In 1985, Bremen played a practice round with Fred Couples, Jay Haas, and Curtis Strange at the U.S. Open at the Oakland Hills Country Club in Bloomfield Hills, Michigan. Scouting the course early in the week, Bremen was introduced to Couples. An Oakland Hills member who was a friend of Bremen's smuggled Bremen's clubs and caddie into the club. Bremen, wearing a disguise and claiming to be a qualifier named Mark Diamond, went in search of Couples, who was playing a practice round with Haas. At the 10th hole, Strange and Bob Eastwood joined the group. Bremen claimed to have shot a 77. Bremen said that out of all of his stunts, he was proudest of his golf antics.

=== Emmy Awards ===
At the 1985 Emmy Awards in Pasadena, Bremen suddenly arose from a front-row seat and accepted from a confused Peter Graves a Best Supporting Actress award for Hill Street Blues actress Betty Thomas. Bremen was arrested and fined $175 for his stunt. He later apologized to Thomas, telling her that he had really thought that she was not there to accept her award.

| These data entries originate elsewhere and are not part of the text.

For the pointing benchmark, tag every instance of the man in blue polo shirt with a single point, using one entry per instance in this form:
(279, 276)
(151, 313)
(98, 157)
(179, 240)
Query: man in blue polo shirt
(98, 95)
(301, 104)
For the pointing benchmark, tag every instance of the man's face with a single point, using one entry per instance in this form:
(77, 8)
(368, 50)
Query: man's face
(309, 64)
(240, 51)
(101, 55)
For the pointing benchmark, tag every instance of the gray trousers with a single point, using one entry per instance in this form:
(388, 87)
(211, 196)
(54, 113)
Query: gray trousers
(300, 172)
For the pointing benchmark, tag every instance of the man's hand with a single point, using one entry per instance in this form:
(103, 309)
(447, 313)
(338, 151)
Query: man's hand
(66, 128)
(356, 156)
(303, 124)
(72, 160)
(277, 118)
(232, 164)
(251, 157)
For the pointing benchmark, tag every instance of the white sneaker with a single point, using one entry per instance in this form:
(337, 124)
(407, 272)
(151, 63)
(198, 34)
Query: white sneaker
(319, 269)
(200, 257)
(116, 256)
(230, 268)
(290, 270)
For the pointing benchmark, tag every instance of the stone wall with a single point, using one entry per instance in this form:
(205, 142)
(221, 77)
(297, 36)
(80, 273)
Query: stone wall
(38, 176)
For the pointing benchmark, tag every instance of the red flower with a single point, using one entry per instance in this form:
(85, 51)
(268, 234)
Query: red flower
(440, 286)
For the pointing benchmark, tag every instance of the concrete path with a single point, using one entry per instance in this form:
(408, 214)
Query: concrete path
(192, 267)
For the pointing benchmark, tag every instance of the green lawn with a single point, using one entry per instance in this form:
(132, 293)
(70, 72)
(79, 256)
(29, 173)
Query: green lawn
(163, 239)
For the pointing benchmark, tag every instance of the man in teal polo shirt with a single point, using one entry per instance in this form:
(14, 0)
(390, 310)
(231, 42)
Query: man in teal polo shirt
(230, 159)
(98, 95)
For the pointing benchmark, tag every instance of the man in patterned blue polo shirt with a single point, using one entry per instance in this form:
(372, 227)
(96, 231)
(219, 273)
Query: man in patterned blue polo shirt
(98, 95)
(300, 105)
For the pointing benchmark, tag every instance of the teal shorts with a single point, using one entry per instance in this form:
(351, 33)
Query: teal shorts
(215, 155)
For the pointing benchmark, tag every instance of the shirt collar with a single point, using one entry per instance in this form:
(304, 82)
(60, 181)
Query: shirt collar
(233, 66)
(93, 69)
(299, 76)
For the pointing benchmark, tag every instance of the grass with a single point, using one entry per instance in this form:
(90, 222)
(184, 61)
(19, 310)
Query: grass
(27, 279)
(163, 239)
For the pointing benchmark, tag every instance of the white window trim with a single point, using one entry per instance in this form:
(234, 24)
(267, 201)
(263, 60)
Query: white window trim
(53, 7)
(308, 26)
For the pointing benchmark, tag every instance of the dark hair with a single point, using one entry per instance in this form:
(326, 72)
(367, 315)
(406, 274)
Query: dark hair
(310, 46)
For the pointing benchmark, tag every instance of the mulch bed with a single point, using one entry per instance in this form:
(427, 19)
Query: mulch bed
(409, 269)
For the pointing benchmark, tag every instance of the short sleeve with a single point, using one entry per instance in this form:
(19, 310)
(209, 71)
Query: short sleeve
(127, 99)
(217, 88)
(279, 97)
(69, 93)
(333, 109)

== Personal life and death ==
Bremen died of esophageal cancer on his 64th birthday in 2011. He was buried at Mount Sinai Cemetery in Scottsdale, Arizona. A 2022 ESPN E:60 documentary revealed that Bremen had for many years been a sperm donor. As of 2022, more than 36 people are known to be Bremen’s biological children. The secret was discovered through an online DNA matching website. Through the documentary, the known children of Bremen were brought together for their first in-person meeting. He and his wife Margo also raised three children of their own.